Florian looked round the deserted place, the crumbling walls which bomb and shell had battered. There was a rusty, broken plough in a corner, a few tools and some odd pots and pans. After brief reflection Florian put on the boots; then he finished the bread, the milk, and the brandy. Finally, having knotted in one corner of the blanket the chocolate, the cigarettes, and the matches, he wound the rough grey covering round his body and stepped out to face the world.
It was an empty, desolate world; a dead horse lay not far off on the muddy road leading across the plain. By the sun, Florian judged it to be about seven o'clock in the morning. He seemed to recognize the locality; it might be a mile or two from the fighting ground of the preceding day. Yes. There to the left was the straight white road from Poperinghe to Ypres; he recognized the double line of trees … where was he to go? In what direction were the Belgian lines, he wondered. He still felt weak, and his knees trembled; his mind was vacant except for a jumble of meaningless sounds. The words the dying German had repeated through the night rang in his head continually. He found himself murmuring over and over again, "Die Flundern werden sich wundern...."
He also had to make a strenuous mental effort to realize that he actually was wandering about the world in nothing but a pair of boots and a blanket. Everything seemed like an insensate dream. Perhaps he was still suffering from shock and dreaming all this? Perhaps he was really lying in hospital with concussion of the brain.... Who on earth could have stolen all his clothes and left him in exchange the milk, the chocolate, and the cigarettes?
There was something base and treacherous in robbing an unconscious man, he said to himself. On the other hand, there was a touch of friendliness and kindness in the chocolate and the cigarettes. The whole thing was absurd and fantastic.

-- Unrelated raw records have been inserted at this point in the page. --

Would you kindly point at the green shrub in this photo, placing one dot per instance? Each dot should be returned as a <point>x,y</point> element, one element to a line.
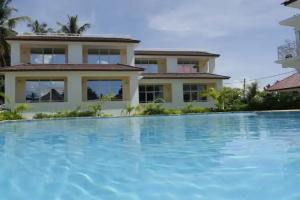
<point>153,109</point>
<point>64,114</point>
<point>189,108</point>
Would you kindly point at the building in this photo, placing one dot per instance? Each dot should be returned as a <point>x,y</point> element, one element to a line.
<point>288,84</point>
<point>289,53</point>
<point>55,72</point>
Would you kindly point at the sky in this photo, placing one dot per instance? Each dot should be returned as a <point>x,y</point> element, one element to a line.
<point>245,32</point>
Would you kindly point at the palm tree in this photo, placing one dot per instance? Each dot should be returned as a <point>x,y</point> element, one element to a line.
<point>7,24</point>
<point>252,91</point>
<point>37,27</point>
<point>72,26</point>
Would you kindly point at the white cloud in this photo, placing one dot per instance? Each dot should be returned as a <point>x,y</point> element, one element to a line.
<point>216,18</point>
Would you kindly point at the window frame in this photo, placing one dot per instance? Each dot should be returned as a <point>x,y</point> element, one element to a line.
<point>146,63</point>
<point>102,80</point>
<point>152,92</point>
<point>104,55</point>
<point>200,87</point>
<point>38,89</point>
<point>53,53</point>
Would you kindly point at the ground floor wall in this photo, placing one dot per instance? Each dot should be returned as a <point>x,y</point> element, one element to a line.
<point>75,90</point>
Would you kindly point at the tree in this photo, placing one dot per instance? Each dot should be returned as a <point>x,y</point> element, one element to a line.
<point>72,26</point>
<point>7,24</point>
<point>229,99</point>
<point>252,91</point>
<point>37,27</point>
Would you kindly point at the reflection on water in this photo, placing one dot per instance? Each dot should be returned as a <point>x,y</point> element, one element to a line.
<point>215,156</point>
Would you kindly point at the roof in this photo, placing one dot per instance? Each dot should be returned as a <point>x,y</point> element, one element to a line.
<point>70,67</point>
<point>71,38</point>
<point>183,76</point>
<point>287,2</point>
<point>165,52</point>
<point>291,82</point>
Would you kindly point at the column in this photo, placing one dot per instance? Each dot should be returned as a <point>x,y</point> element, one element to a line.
<point>74,90</point>
<point>134,90</point>
<point>171,64</point>
<point>10,89</point>
<point>15,53</point>
<point>130,54</point>
<point>177,93</point>
<point>211,65</point>
<point>75,53</point>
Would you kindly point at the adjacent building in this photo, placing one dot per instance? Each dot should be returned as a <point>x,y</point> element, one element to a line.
<point>55,72</point>
<point>289,53</point>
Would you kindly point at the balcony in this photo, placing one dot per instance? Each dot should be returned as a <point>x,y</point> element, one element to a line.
<point>288,54</point>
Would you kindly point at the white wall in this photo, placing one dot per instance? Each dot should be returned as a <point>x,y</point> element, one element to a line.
<point>171,64</point>
<point>130,54</point>
<point>75,53</point>
<point>15,53</point>
<point>211,65</point>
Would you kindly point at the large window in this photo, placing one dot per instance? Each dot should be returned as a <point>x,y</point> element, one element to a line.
<point>47,56</point>
<point>104,56</point>
<point>150,93</point>
<point>96,89</point>
<point>187,66</point>
<point>44,91</point>
<point>192,92</point>
<point>150,66</point>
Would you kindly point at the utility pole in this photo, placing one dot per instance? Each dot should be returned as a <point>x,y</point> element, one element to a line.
<point>244,88</point>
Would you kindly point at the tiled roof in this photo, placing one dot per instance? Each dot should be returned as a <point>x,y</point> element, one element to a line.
<point>158,52</point>
<point>183,76</point>
<point>75,38</point>
<point>291,82</point>
<point>70,67</point>
<point>289,2</point>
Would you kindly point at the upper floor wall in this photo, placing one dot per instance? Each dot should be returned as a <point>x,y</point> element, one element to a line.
<point>175,61</point>
<point>57,49</point>
<point>61,49</point>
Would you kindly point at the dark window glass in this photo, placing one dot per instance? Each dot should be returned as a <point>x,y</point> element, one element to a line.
<point>47,56</point>
<point>150,93</point>
<point>44,91</point>
<point>150,66</point>
<point>100,88</point>
<point>104,56</point>
<point>191,92</point>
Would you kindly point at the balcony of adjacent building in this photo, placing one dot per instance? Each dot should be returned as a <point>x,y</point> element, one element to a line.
<point>289,54</point>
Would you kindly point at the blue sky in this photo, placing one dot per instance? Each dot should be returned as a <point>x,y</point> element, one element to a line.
<point>245,32</point>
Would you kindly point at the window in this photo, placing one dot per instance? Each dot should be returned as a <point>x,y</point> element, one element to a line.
<point>104,56</point>
<point>96,89</point>
<point>150,93</point>
<point>44,91</point>
<point>150,66</point>
<point>187,66</point>
<point>47,56</point>
<point>191,92</point>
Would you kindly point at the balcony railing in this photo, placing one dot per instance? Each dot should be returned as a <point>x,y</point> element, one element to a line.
<point>288,50</point>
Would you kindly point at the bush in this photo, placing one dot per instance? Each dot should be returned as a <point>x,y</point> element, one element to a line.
<point>189,108</point>
<point>65,114</point>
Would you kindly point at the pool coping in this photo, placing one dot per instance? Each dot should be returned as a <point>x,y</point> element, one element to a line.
<point>162,115</point>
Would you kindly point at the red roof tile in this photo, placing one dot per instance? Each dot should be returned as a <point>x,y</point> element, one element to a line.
<point>291,82</point>
<point>64,38</point>
<point>70,67</point>
<point>287,2</point>
<point>183,76</point>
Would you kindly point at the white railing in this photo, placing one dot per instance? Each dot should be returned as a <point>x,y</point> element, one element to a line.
<point>73,35</point>
<point>288,50</point>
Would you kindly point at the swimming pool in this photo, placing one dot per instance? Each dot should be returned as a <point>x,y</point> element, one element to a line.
<point>215,156</point>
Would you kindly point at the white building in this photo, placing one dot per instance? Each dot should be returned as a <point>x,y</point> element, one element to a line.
<point>57,72</point>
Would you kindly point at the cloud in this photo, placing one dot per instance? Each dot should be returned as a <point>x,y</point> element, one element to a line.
<point>212,19</point>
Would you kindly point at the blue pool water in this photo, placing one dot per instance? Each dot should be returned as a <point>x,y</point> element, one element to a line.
<point>215,156</point>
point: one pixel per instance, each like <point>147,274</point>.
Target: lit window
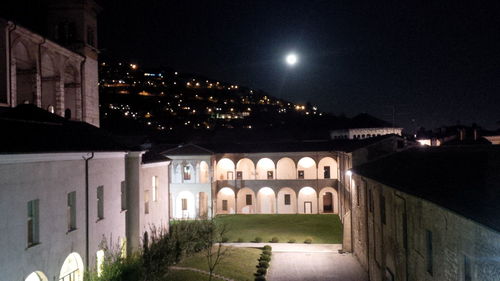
<point>100,202</point>
<point>123,196</point>
<point>287,199</point>
<point>187,173</point>
<point>146,201</point>
<point>99,261</point>
<point>33,225</point>
<point>429,254</point>
<point>72,211</point>
<point>155,188</point>
<point>249,199</point>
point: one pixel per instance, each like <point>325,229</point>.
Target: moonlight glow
<point>291,59</point>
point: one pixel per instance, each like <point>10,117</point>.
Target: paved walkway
<point>310,262</point>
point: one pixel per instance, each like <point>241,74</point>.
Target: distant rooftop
<point>344,145</point>
<point>463,179</point>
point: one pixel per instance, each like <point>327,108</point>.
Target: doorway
<point>307,207</point>
<point>328,202</point>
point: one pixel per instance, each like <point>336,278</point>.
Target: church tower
<point>73,24</point>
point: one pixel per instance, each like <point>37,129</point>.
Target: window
<point>467,269</point>
<point>382,208</point>
<point>146,202</point>
<point>123,196</point>
<point>370,200</point>
<point>287,199</point>
<point>187,173</point>
<point>72,211</point>
<point>326,172</point>
<point>155,188</point>
<point>33,225</point>
<point>429,255</point>
<point>90,36</point>
<point>100,202</point>
<point>249,199</point>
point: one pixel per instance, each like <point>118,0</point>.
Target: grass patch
<point>186,275</point>
<point>322,229</point>
<point>238,264</point>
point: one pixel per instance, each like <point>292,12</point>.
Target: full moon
<point>291,59</point>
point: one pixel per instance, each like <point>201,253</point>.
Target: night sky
<point>434,62</point>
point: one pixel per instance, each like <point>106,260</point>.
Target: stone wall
<point>391,233</point>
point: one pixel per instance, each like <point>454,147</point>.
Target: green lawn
<point>239,264</point>
<point>321,228</point>
<point>185,275</point>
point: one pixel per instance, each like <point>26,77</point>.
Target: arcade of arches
<point>285,200</point>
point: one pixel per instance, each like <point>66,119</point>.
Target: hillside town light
<point>291,59</point>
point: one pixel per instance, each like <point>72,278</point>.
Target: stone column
<point>13,82</point>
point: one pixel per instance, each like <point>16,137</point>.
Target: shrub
<point>260,278</point>
<point>261,271</point>
<point>265,258</point>
<point>263,264</point>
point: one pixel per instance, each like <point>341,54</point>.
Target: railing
<point>292,183</point>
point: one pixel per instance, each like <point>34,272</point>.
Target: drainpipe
<point>87,159</point>
<point>82,90</point>
<point>12,27</point>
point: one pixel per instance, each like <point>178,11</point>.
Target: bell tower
<point>73,24</point>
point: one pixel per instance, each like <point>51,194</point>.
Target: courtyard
<point>287,228</point>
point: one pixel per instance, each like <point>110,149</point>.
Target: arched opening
<point>265,169</point>
<point>225,201</point>
<point>36,276</point>
<point>225,169</point>
<point>285,169</point>
<point>49,77</point>
<point>203,205</point>
<point>72,269</point>
<point>287,201</point>
<point>327,168</point>
<point>328,200</point>
<point>245,169</point>
<point>185,207</point>
<point>71,90</point>
<point>306,168</point>
<point>307,201</point>
<point>188,173</point>
<point>204,177</point>
<point>24,84</point>
<point>246,201</point>
<point>266,201</point>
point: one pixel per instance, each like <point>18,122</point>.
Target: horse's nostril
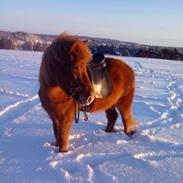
<point>90,99</point>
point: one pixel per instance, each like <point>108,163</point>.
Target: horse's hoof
<point>54,144</point>
<point>110,131</point>
<point>130,134</point>
<point>63,150</point>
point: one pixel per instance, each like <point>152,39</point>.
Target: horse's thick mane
<point>57,59</point>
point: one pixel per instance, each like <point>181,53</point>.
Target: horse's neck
<point>101,80</point>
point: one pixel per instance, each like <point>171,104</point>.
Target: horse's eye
<point>75,69</point>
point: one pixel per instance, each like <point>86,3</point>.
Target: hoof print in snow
<point>131,134</point>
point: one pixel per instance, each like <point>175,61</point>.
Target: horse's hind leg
<point>111,117</point>
<point>125,107</point>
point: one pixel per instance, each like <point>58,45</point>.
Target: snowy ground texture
<point>155,154</point>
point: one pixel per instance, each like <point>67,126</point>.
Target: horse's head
<point>81,87</point>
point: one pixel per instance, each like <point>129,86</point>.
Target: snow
<point>154,154</point>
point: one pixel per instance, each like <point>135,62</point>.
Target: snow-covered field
<point>155,154</point>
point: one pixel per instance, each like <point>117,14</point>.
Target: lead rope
<point>77,112</point>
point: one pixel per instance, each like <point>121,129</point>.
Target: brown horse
<point>64,83</point>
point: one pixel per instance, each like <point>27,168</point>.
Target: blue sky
<point>156,22</point>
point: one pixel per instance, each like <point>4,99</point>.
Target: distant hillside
<point>38,42</point>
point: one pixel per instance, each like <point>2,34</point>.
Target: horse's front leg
<point>63,130</point>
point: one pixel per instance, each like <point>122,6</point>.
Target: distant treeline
<point>37,42</point>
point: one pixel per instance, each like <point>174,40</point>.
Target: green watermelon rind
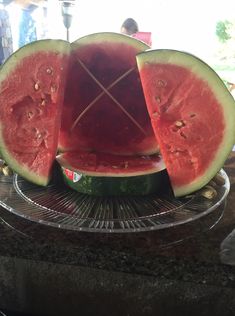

"Either," reasoned Florian, stumbling along in his blanket in the direction of a distant wood, "either I have been the prey of some demented creature, or I am at this very moment light-headed myself...." "Die Flundern werden sich wundern." He had to make an effort not to say those crazy words aloud. He felt he would go mad if he did so. As long as he kept them shut up in his brain he was their master; but if he let them out he felt they would get the better of him, and he would go on saying them over and over and over again like the delirious German. Decidedly he was weak in his head, and must try to keep a firm hold on his brain. "Die Flundern … werden sich wundern."
A few moments later he saw some mounted soldiers riding out of the wood; he saw at once that it was a German patrol. He thought of turning back and hiding in the shed again, but it was too late. They had caught sight of him, and were riding down towards him at full speed.
Well, the game was up, said Florian to himself; he would be taken. He could neither kill others nor himself with a piece of chocolate and a packet of Josetti.